Minnie Reinhardt


Minnie Smith Reinhardt was an American naïve painter, known for her memory paintings.
Sometimes called the "Grandma Moses of Catawba County", Reinhardt grew up in the community of Jugtown, today called Vale. One of eleven children, she helped out on the family farm from an early age. She also attended school, where she was able to draw. Aged about eighteen, she took a position as a cook at Lenoir-Rhyne College in Hickory. There she performed numerous housekeeping duties; she also learned to sew, which she would do for people around the county. She also helped out in the fields, and raised the six children she had with Belton Reinhardt. The family home burned to the ground in 1932, and the family lived in the granary until a new home could be constructed.

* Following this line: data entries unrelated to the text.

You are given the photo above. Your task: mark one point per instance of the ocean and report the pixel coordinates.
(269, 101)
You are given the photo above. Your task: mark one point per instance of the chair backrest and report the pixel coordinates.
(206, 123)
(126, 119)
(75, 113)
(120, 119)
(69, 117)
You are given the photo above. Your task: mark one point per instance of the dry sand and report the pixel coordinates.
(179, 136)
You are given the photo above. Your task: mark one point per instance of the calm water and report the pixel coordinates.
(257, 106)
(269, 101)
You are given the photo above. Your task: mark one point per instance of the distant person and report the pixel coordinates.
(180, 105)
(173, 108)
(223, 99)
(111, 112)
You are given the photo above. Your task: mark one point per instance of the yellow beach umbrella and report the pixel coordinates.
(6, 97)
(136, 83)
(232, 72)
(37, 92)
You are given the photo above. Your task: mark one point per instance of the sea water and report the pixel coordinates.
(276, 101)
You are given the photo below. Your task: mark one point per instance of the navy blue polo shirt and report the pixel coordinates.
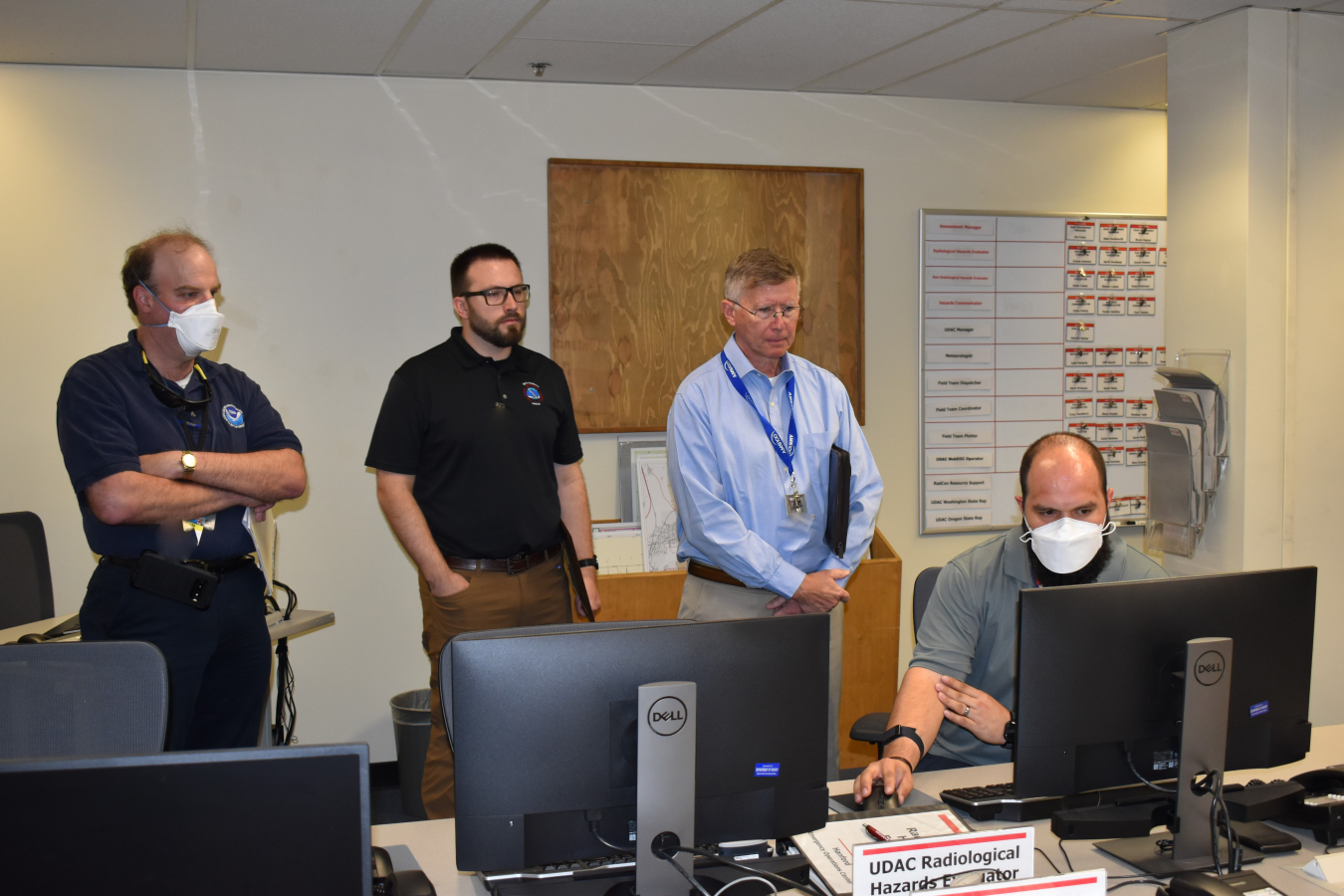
(108, 416)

By 1974 Reinhardt's vision had become so reduced by cataracts that she was unable to distinguish shapes and colors. Surgery restored her sight, and the experience pushed her to begin painting once more, using oil paints given to her by her daughter Arie Taylor. As a painter she was entirely self-taught. Her works depict a variety of daily activities remembered from her youth. She painted daily at a small desk in front of a window in her home, and was extremely prolific before her death. Her husband made frames for many of her finished paintings. Reinhardt and her husband are buried in the cemetery of Corinth Baptist Church in Vale.
Reinhardt was the subject of an exhibit at the Hickory Museum of Art in 1996. Today that museum owns numerous examples of her work, as well as the desk at which she painted. She is the subject of a catalog, Mine's My Style: The Paintings of Minnie Reinhardt, published in conjunction with the museum exhibition of her work.